The East Oakland non-profit organization Planting Justice hires former inmates, many from San Quentin, and pays them a family sustaining wage to work on urban farms, orchards and nurseries, and offer environmental education, reported Patti Brown in the New York Times.
Of the 35 formerly incarcerated workers hired by Planting Justice since 2009, only one is known to have returned to prison. Employees must commit to staying sober and drug free.
“It's not just about food security, but the security of providing living wages,” she said.
Sowerwine said she learned about Planting Justice a few years ago in an urban farming focus group and worked with the program on many projects.

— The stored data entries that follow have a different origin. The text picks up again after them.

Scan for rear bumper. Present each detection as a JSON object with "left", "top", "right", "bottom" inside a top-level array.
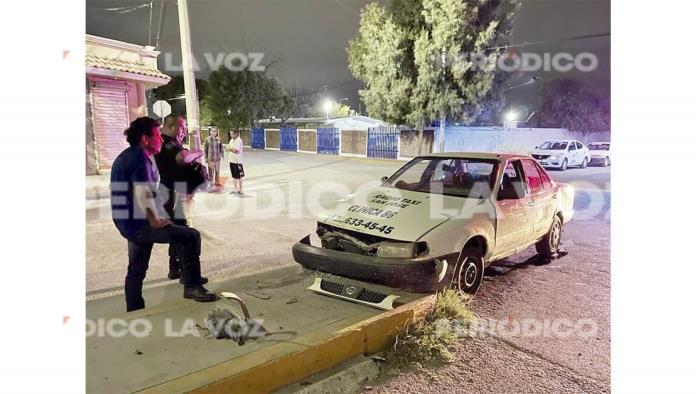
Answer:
[
  {"left": 292, "top": 235, "right": 440, "bottom": 290},
  {"left": 589, "top": 156, "right": 608, "bottom": 165}
]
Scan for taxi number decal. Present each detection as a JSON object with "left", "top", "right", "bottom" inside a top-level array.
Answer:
[{"left": 342, "top": 217, "right": 394, "bottom": 234}]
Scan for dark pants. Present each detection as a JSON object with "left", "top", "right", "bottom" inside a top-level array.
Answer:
[
  {"left": 125, "top": 224, "right": 203, "bottom": 312},
  {"left": 163, "top": 190, "right": 188, "bottom": 274}
]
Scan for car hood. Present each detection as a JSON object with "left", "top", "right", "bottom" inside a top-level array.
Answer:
[
  {"left": 317, "top": 186, "right": 483, "bottom": 242},
  {"left": 532, "top": 149, "right": 566, "bottom": 156}
]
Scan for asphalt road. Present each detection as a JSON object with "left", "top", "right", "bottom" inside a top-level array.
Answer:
[{"left": 85, "top": 150, "right": 610, "bottom": 392}]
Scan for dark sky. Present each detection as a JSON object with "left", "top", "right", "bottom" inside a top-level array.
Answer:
[{"left": 86, "top": 0, "right": 610, "bottom": 116}]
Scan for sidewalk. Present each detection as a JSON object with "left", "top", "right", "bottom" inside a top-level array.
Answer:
[{"left": 87, "top": 265, "right": 432, "bottom": 393}]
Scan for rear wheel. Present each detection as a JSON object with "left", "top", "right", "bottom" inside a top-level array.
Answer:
[
  {"left": 536, "top": 215, "right": 562, "bottom": 260},
  {"left": 580, "top": 157, "right": 588, "bottom": 168},
  {"left": 602, "top": 157, "right": 609, "bottom": 167},
  {"left": 451, "top": 247, "right": 484, "bottom": 295}
]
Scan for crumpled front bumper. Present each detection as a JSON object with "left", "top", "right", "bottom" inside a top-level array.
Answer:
[{"left": 292, "top": 235, "right": 442, "bottom": 291}]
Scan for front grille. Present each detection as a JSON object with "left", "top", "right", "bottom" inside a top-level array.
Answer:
[
  {"left": 358, "top": 290, "right": 387, "bottom": 304},
  {"left": 319, "top": 280, "right": 344, "bottom": 295},
  {"left": 532, "top": 154, "right": 550, "bottom": 160}
]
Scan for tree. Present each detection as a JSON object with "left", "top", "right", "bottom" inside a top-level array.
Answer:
[
  {"left": 539, "top": 77, "right": 610, "bottom": 133},
  {"left": 348, "top": 0, "right": 519, "bottom": 130},
  {"left": 205, "top": 68, "right": 286, "bottom": 129},
  {"left": 153, "top": 75, "right": 208, "bottom": 116}
]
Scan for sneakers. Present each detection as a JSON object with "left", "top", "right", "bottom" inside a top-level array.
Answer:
[{"left": 183, "top": 286, "right": 217, "bottom": 302}]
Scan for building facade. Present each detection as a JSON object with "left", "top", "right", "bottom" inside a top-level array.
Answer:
[{"left": 85, "top": 34, "right": 171, "bottom": 175}]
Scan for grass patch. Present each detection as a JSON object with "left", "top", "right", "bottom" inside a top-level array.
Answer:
[{"left": 384, "top": 289, "right": 475, "bottom": 370}]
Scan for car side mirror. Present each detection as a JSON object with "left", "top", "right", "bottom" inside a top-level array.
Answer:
[{"left": 381, "top": 176, "right": 389, "bottom": 183}]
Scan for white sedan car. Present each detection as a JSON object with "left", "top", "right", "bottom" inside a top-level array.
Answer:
[
  {"left": 588, "top": 141, "right": 611, "bottom": 167},
  {"left": 531, "top": 140, "right": 590, "bottom": 171},
  {"left": 293, "top": 153, "right": 575, "bottom": 296}
]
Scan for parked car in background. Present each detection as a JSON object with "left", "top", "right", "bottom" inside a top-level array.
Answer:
[
  {"left": 293, "top": 153, "right": 575, "bottom": 297},
  {"left": 588, "top": 142, "right": 611, "bottom": 167},
  {"left": 531, "top": 140, "right": 590, "bottom": 171}
]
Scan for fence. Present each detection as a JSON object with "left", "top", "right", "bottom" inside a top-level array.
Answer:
[
  {"left": 316, "top": 128, "right": 340, "bottom": 155},
  {"left": 251, "top": 128, "right": 265, "bottom": 149},
  {"left": 367, "top": 126, "right": 400, "bottom": 159},
  {"left": 280, "top": 127, "right": 298, "bottom": 151}
]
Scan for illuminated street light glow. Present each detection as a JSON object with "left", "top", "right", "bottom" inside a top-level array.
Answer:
[
  {"left": 506, "top": 110, "right": 517, "bottom": 121},
  {"left": 323, "top": 99, "right": 333, "bottom": 120}
]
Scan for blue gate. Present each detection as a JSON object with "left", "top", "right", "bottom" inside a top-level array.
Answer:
[
  {"left": 280, "top": 127, "right": 297, "bottom": 151},
  {"left": 367, "top": 126, "right": 400, "bottom": 159},
  {"left": 251, "top": 127, "right": 265, "bottom": 149},
  {"left": 316, "top": 127, "right": 340, "bottom": 155}
]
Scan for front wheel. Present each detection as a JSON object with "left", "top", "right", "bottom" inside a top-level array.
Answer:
[
  {"left": 602, "top": 157, "right": 609, "bottom": 167},
  {"left": 451, "top": 248, "right": 485, "bottom": 295},
  {"left": 536, "top": 215, "right": 562, "bottom": 260},
  {"left": 559, "top": 159, "right": 568, "bottom": 171}
]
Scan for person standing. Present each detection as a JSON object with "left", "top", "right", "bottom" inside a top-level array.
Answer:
[
  {"left": 110, "top": 116, "right": 216, "bottom": 311},
  {"left": 226, "top": 129, "right": 245, "bottom": 195},
  {"left": 156, "top": 114, "right": 208, "bottom": 284},
  {"left": 204, "top": 127, "right": 224, "bottom": 190}
]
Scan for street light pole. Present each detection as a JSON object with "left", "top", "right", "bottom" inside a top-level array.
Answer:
[{"left": 177, "top": 0, "right": 201, "bottom": 151}]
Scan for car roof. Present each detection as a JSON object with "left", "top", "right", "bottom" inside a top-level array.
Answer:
[
  {"left": 588, "top": 141, "right": 611, "bottom": 144},
  {"left": 418, "top": 152, "right": 531, "bottom": 161}
]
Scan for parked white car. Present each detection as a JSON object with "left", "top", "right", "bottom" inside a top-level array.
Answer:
[
  {"left": 531, "top": 140, "right": 590, "bottom": 171},
  {"left": 293, "top": 153, "right": 575, "bottom": 297},
  {"left": 587, "top": 141, "right": 611, "bottom": 167}
]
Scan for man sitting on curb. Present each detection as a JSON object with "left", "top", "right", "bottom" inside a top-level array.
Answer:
[{"left": 110, "top": 116, "right": 216, "bottom": 312}]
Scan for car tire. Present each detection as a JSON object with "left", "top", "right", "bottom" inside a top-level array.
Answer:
[
  {"left": 580, "top": 157, "right": 588, "bottom": 168},
  {"left": 535, "top": 215, "right": 562, "bottom": 262},
  {"left": 451, "top": 247, "right": 484, "bottom": 295},
  {"left": 560, "top": 159, "right": 568, "bottom": 171},
  {"left": 602, "top": 157, "right": 609, "bottom": 167}
]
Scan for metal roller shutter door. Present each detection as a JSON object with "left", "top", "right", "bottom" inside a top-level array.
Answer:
[{"left": 92, "top": 86, "right": 129, "bottom": 170}]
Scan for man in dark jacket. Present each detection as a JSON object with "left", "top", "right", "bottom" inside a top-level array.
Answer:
[
  {"left": 110, "top": 117, "right": 215, "bottom": 311},
  {"left": 156, "top": 114, "right": 208, "bottom": 284}
]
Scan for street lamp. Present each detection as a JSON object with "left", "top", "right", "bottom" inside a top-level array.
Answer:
[
  {"left": 323, "top": 99, "right": 333, "bottom": 121},
  {"left": 505, "top": 110, "right": 518, "bottom": 121}
]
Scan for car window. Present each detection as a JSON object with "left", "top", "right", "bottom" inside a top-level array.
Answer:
[
  {"left": 576, "top": 142, "right": 584, "bottom": 149},
  {"left": 588, "top": 143, "right": 610, "bottom": 150},
  {"left": 534, "top": 161, "right": 552, "bottom": 189},
  {"left": 385, "top": 157, "right": 497, "bottom": 199},
  {"left": 521, "top": 159, "right": 543, "bottom": 194},
  {"left": 498, "top": 160, "right": 527, "bottom": 200},
  {"left": 569, "top": 142, "right": 576, "bottom": 151},
  {"left": 539, "top": 141, "right": 568, "bottom": 150}
]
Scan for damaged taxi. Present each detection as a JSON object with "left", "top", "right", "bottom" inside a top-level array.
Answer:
[{"left": 293, "top": 153, "right": 575, "bottom": 295}]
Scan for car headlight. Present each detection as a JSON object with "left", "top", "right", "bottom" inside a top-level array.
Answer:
[
  {"left": 376, "top": 241, "right": 428, "bottom": 259},
  {"left": 550, "top": 153, "right": 563, "bottom": 160}
]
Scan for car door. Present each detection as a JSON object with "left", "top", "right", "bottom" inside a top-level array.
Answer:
[
  {"left": 521, "top": 159, "right": 556, "bottom": 240},
  {"left": 576, "top": 141, "right": 588, "bottom": 162},
  {"left": 493, "top": 160, "right": 536, "bottom": 256},
  {"left": 567, "top": 142, "right": 578, "bottom": 165}
]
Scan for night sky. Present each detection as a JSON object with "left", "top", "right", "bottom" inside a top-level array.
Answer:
[{"left": 86, "top": 0, "right": 610, "bottom": 116}]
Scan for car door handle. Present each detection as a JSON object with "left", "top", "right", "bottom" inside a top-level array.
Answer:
[
  {"left": 552, "top": 194, "right": 558, "bottom": 199},
  {"left": 526, "top": 201, "right": 535, "bottom": 208}
]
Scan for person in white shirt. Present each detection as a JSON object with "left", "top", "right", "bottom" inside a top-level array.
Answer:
[{"left": 226, "top": 129, "right": 245, "bottom": 194}]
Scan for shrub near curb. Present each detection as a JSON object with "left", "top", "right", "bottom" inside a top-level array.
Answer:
[{"left": 385, "top": 290, "right": 475, "bottom": 369}]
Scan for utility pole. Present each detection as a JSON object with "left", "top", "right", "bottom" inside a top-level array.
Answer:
[{"left": 176, "top": 0, "right": 201, "bottom": 151}]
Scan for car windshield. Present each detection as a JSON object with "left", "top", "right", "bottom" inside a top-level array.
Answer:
[
  {"left": 383, "top": 157, "right": 497, "bottom": 199},
  {"left": 588, "top": 143, "right": 610, "bottom": 151},
  {"left": 539, "top": 141, "right": 568, "bottom": 150}
]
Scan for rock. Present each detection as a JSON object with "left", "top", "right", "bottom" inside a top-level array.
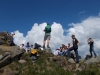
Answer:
[
  {"left": 79, "top": 65, "right": 86, "bottom": 71},
  {"left": 74, "top": 63, "right": 82, "bottom": 71},
  {"left": 0, "top": 38, "right": 5, "bottom": 45},
  {"left": 79, "top": 59, "right": 84, "bottom": 63},
  {"left": 46, "top": 48, "right": 52, "bottom": 53},
  {"left": 0, "top": 52, "right": 11, "bottom": 61},
  {"left": 0, "top": 31, "right": 13, "bottom": 45},
  {"left": 6, "top": 35, "right": 13, "bottom": 45},
  {"left": 0, "top": 55, "right": 3, "bottom": 60},
  {"left": 0, "top": 45, "right": 23, "bottom": 68},
  {"left": 0, "top": 55, "right": 11, "bottom": 68},
  {"left": 85, "top": 54, "right": 91, "bottom": 60},
  {"left": 70, "top": 51, "right": 76, "bottom": 58},
  {"left": 30, "top": 56, "right": 38, "bottom": 60},
  {"left": 85, "top": 56, "right": 100, "bottom": 65},
  {"left": 68, "top": 58, "right": 75, "bottom": 64},
  {"left": 0, "top": 32, "right": 8, "bottom": 45},
  {"left": 0, "top": 68, "right": 4, "bottom": 73},
  {"left": 18, "top": 59, "right": 26, "bottom": 64}
]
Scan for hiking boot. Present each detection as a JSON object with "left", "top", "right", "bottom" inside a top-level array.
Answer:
[{"left": 47, "top": 45, "right": 50, "bottom": 48}]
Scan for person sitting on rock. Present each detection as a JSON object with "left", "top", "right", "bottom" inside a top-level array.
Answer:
[
  {"left": 62, "top": 44, "right": 66, "bottom": 49},
  {"left": 62, "top": 46, "right": 68, "bottom": 56},
  {"left": 31, "top": 45, "right": 34, "bottom": 50},
  {"left": 68, "top": 43, "right": 71, "bottom": 49},
  {"left": 20, "top": 44, "right": 25, "bottom": 52},
  {"left": 34, "top": 43, "right": 41, "bottom": 49},
  {"left": 25, "top": 42, "right": 31, "bottom": 53},
  {"left": 10, "top": 33, "right": 15, "bottom": 46},
  {"left": 53, "top": 48, "right": 60, "bottom": 55},
  {"left": 58, "top": 47, "right": 63, "bottom": 56}
]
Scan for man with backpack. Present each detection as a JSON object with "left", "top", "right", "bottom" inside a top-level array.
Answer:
[
  {"left": 43, "top": 23, "right": 51, "bottom": 48},
  {"left": 67, "top": 35, "right": 80, "bottom": 63}
]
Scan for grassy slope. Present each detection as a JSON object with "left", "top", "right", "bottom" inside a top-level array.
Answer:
[{"left": 0, "top": 50, "right": 100, "bottom": 75}]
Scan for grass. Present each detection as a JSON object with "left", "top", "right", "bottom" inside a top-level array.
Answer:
[{"left": 1, "top": 50, "right": 100, "bottom": 75}]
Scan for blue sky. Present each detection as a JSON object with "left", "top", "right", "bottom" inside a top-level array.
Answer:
[{"left": 0, "top": 0, "right": 100, "bottom": 35}]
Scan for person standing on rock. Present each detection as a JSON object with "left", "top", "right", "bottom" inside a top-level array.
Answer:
[
  {"left": 43, "top": 23, "right": 51, "bottom": 48},
  {"left": 87, "top": 38, "right": 97, "bottom": 58},
  {"left": 67, "top": 35, "right": 80, "bottom": 63},
  {"left": 10, "top": 33, "right": 15, "bottom": 46}
]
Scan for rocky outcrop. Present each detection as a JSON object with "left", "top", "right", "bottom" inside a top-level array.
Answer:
[
  {"left": 0, "top": 32, "right": 12, "bottom": 45},
  {"left": 85, "top": 56, "right": 100, "bottom": 65},
  {"left": 0, "top": 45, "right": 23, "bottom": 68},
  {"left": 85, "top": 54, "right": 91, "bottom": 60}
]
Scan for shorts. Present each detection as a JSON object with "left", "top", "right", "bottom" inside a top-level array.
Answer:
[{"left": 44, "top": 34, "right": 51, "bottom": 41}]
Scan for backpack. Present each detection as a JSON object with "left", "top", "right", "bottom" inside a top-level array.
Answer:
[{"left": 45, "top": 26, "right": 51, "bottom": 33}]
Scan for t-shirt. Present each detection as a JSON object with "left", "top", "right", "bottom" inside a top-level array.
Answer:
[
  {"left": 45, "top": 25, "right": 51, "bottom": 34},
  {"left": 73, "top": 38, "right": 79, "bottom": 46},
  {"left": 26, "top": 44, "right": 30, "bottom": 49},
  {"left": 89, "top": 41, "right": 94, "bottom": 47},
  {"left": 20, "top": 45, "right": 25, "bottom": 49}
]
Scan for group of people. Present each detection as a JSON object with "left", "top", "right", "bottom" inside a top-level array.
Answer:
[
  {"left": 19, "top": 42, "right": 43, "bottom": 60},
  {"left": 4, "top": 23, "right": 97, "bottom": 63},
  {"left": 20, "top": 42, "right": 42, "bottom": 53},
  {"left": 43, "top": 23, "right": 97, "bottom": 63},
  {"left": 53, "top": 43, "right": 70, "bottom": 56}
]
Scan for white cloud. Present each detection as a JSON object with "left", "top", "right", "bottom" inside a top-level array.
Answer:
[
  {"left": 13, "top": 15, "right": 100, "bottom": 58},
  {"left": 79, "top": 11, "right": 85, "bottom": 15}
]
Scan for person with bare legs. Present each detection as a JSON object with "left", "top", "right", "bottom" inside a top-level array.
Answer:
[{"left": 43, "top": 23, "right": 51, "bottom": 48}]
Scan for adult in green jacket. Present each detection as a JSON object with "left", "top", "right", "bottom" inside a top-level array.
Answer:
[{"left": 43, "top": 23, "right": 51, "bottom": 48}]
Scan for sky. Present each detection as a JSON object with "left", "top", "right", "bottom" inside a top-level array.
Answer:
[{"left": 0, "top": 0, "right": 100, "bottom": 58}]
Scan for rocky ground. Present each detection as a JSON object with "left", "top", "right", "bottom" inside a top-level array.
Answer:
[{"left": 0, "top": 47, "right": 100, "bottom": 75}]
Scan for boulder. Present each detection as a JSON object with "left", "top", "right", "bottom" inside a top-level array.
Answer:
[
  {"left": 0, "top": 55, "right": 3, "bottom": 60},
  {"left": 0, "top": 32, "right": 7, "bottom": 45},
  {"left": 0, "top": 31, "right": 13, "bottom": 45},
  {"left": 85, "top": 56, "right": 100, "bottom": 65},
  {"left": 0, "top": 45, "right": 23, "bottom": 68},
  {"left": 70, "top": 51, "right": 76, "bottom": 58},
  {"left": 85, "top": 54, "right": 91, "bottom": 60},
  {"left": 18, "top": 59, "right": 26, "bottom": 64},
  {"left": 68, "top": 58, "right": 75, "bottom": 64},
  {"left": 0, "top": 55, "right": 11, "bottom": 68}
]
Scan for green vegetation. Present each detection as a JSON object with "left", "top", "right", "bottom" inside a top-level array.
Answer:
[{"left": 0, "top": 50, "right": 100, "bottom": 75}]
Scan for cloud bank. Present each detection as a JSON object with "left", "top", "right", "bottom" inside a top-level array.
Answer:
[{"left": 13, "top": 15, "right": 100, "bottom": 58}]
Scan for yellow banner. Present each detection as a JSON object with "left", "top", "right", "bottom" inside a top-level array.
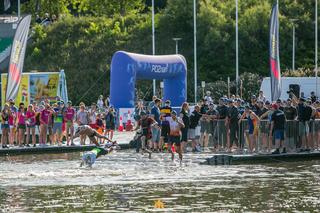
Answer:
[
  {"left": 1, "top": 72, "right": 59, "bottom": 106},
  {"left": 29, "top": 73, "right": 59, "bottom": 103},
  {"left": 1, "top": 74, "right": 29, "bottom": 106}
]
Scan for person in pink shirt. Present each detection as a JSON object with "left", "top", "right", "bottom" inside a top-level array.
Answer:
[
  {"left": 16, "top": 105, "right": 27, "bottom": 147},
  {"left": 64, "top": 101, "right": 76, "bottom": 146},
  {"left": 26, "top": 104, "right": 36, "bottom": 147},
  {"left": 8, "top": 101, "right": 17, "bottom": 146},
  {"left": 39, "top": 104, "right": 52, "bottom": 146}
]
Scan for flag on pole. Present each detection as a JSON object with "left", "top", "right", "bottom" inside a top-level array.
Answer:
[
  {"left": 4, "top": 0, "right": 11, "bottom": 11},
  {"left": 269, "top": 3, "right": 281, "bottom": 101},
  {"left": 6, "top": 15, "right": 32, "bottom": 102}
]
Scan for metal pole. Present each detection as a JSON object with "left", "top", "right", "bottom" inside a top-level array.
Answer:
[
  {"left": 235, "top": 0, "right": 239, "bottom": 96},
  {"left": 228, "top": 77, "right": 230, "bottom": 98},
  {"left": 18, "top": 0, "right": 21, "bottom": 20},
  {"left": 293, "top": 24, "right": 295, "bottom": 72},
  {"left": 172, "top": 38, "right": 182, "bottom": 54},
  {"left": 152, "top": 0, "right": 156, "bottom": 96},
  {"left": 176, "top": 41, "right": 178, "bottom": 54},
  {"left": 194, "top": 0, "right": 197, "bottom": 103},
  {"left": 290, "top": 19, "right": 298, "bottom": 72},
  {"left": 316, "top": 0, "right": 318, "bottom": 96}
]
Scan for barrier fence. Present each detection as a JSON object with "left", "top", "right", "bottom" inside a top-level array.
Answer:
[{"left": 202, "top": 119, "right": 320, "bottom": 152}]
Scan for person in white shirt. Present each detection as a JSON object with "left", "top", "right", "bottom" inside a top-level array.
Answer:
[
  {"left": 97, "top": 95, "right": 104, "bottom": 109},
  {"left": 204, "top": 91, "right": 213, "bottom": 105},
  {"left": 88, "top": 103, "right": 97, "bottom": 127},
  {"left": 257, "top": 91, "right": 266, "bottom": 103}
]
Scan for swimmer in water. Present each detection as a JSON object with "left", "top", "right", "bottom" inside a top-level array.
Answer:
[
  {"left": 80, "top": 141, "right": 120, "bottom": 167},
  {"left": 74, "top": 125, "right": 114, "bottom": 146}
]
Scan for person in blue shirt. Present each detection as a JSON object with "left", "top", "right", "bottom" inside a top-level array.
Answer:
[{"left": 150, "top": 98, "right": 162, "bottom": 152}]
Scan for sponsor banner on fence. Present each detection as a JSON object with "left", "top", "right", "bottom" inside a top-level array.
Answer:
[
  {"left": 2, "top": 74, "right": 29, "bottom": 106},
  {"left": 30, "top": 73, "right": 59, "bottom": 103}
]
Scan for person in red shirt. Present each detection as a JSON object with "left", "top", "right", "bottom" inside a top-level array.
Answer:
[{"left": 133, "top": 111, "right": 158, "bottom": 158}]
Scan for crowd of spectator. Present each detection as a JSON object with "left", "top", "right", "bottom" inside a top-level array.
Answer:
[
  {"left": 35, "top": 13, "right": 57, "bottom": 26},
  {"left": 1, "top": 91, "right": 320, "bottom": 156},
  {"left": 0, "top": 95, "right": 114, "bottom": 148},
  {"left": 132, "top": 90, "right": 320, "bottom": 155}
]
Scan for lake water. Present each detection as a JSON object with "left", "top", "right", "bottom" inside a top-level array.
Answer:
[{"left": 0, "top": 151, "right": 320, "bottom": 212}]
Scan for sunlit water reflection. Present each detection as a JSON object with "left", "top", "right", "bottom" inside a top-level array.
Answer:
[{"left": 0, "top": 151, "right": 320, "bottom": 212}]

She suggested the New York Times reporter do a feature story on Planting Justice, set up the interview and attended the site visit to support the introduction.
Planting Justice, in partnership with the Multinational Exchange for Sustainable Agriculture, were recipients of a Beginning Farmer and Rancher Development Program Grant from USDA at the same time as Sowerwine.
"We collaborate and support each other's programs through providing mutual guidance, co-sponsoring events, and offering opportunities for shared learning for our participants," Sowerwine said. "We are exploring deeper partnerships with a MESA/PJ training program at the Gill Tract as well in an effort to raise the profile of urban farming, and amplify successful and innovative urban agriculture approaches."